The first half is a vivid picture of Britain with a particularly in depth description of what it would be like to work down a coal mine and live in the slums of the 1930’s. The second half of the book is not as ordered and is a polemic/call to arms for Socialism and dismantling of the class divide. I could admire his passion for Socialism and it does demonstrate the deep class divide of the time with some other interesting points about industrialisation and capitalism (what would he think of the world today?!). But his tone is so patronising and argumentative rather than demonstrating how he thinks these ideals can become reality. If he were alive today I wonder what his Twitter-tag would be...

Kindle books - I have no upper limit, really, though I think I would balk at paying more than £10 for a kindle book. I try and save by not buying too many £1 Kindle books and putting that money towards books I actually want to read! Currently I have the third book in Brendon Sanderson epic fantasy The Stormlight Archive series on my wish list - it is over 1000 pages long, has been £12.99 for at least year and a half and has recently gone down to £10.99. I could buy the paperback for less but then I would have to lug that around with me. I’m continuing to wait and see. 🤨

FiveGoMadInDorset · 02/03/2019 19:25

Flowers splother

ShakeItOff2000 · 02/03/2019 19:25

Brandon Sanderson

StitchesInTime · 02/03/2019 19:41

Sorry about your grandad splother.

Flowers
DesdemonasHandkerchief · 02/03/2019 19:46

It's the right order of things but it doesn't make it any less painful to lose a loved grandparent, sad news splother.
Always the first thread I check too Havent it's really broadened my reading horizons and recaptured my reading mojo.

FortunaMajor · 02/03/2019 19:49

toomuchsplother So sorry to hear about your Granddad Flowers

For anyone considering body donation www.hta.gov.uk/donating-your-body

The ending of Alias Grace was such a cop out. It ruined the book

  1. Partners in Crime (Tommy & Tuppence #2) by Agatha Christie (Audiobook)

Although I enjoyed this, I was disappointed. It lacked the energy and sheer joy of the first. She aged the characters significantly and instead of being caught up in an ongoing mystery, they are running a detective agency so it was written as a series of short stories for each individual case. I do like the characters but now won't be in a rush to finish the series.

I have banished Kevin back to the library for now as I have a Jane Eyre project in mind. A re-read, Wide Sargasso Sea and Reader, I Married Him in line soon.

I'm about halfway through The Good People by Hannah Kent and deliberately going slowly. I love her writing, every description to be savoured.

whippetwoman · 02/03/2019 20:24

Flowers Sad news about your Grandad toomuchsplother

MogTheSleepyCat · 02/03/2019 20:38

splother so sorry to hear of your loss.

MogTheSleepyCat · 02/03/2019 20:40

7. The Boy in the Striped Pyjamas - John Boyne Started and finished this today and this is my Goodreads review:

I read this in a day and really wasn't sure how to feel about it.

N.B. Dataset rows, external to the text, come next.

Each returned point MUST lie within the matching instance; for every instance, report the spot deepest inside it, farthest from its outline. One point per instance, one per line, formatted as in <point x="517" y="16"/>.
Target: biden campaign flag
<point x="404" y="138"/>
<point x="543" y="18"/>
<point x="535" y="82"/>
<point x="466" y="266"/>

In some ways this is a softer introduction for younger readers to the atrocities of the Holocaust, but it is also widely inaccurate in its content and therefore dishonours the victims. I do not believe that Bruno could have been anywhere near as ignorant as he is depicted in the book and this irritated me.

The ending was pure artistic licence, which is fine in a work of fiction of course. However, I disliked that the reader was encouraged to side with the grief of the Nazi family. It left a bad taste.

Piggywaspushed · 02/03/2019 21:11

I always thought the Mr Men were a bit of a chore!

www.bbc.co.uk/news/uk-47426551#=

I love the bit where the man cautions against giving Steinbeck to primary children! Grin

SkirmishOfWit · 02/03/2019 21:21

The Mister Men are awful to read aloud! The worst. I love reading to the kids and will happily read most things but they always make me wince.

magimedi · 02/03/2019 22:09

Flowers splother.

When I was with my first grandchild as number 2 was making an appearance I must have read Mr Greedy at least 40 times in 10 days!

Anything for peace.

Can't tell you how happy (& how shared) that BBC article made me.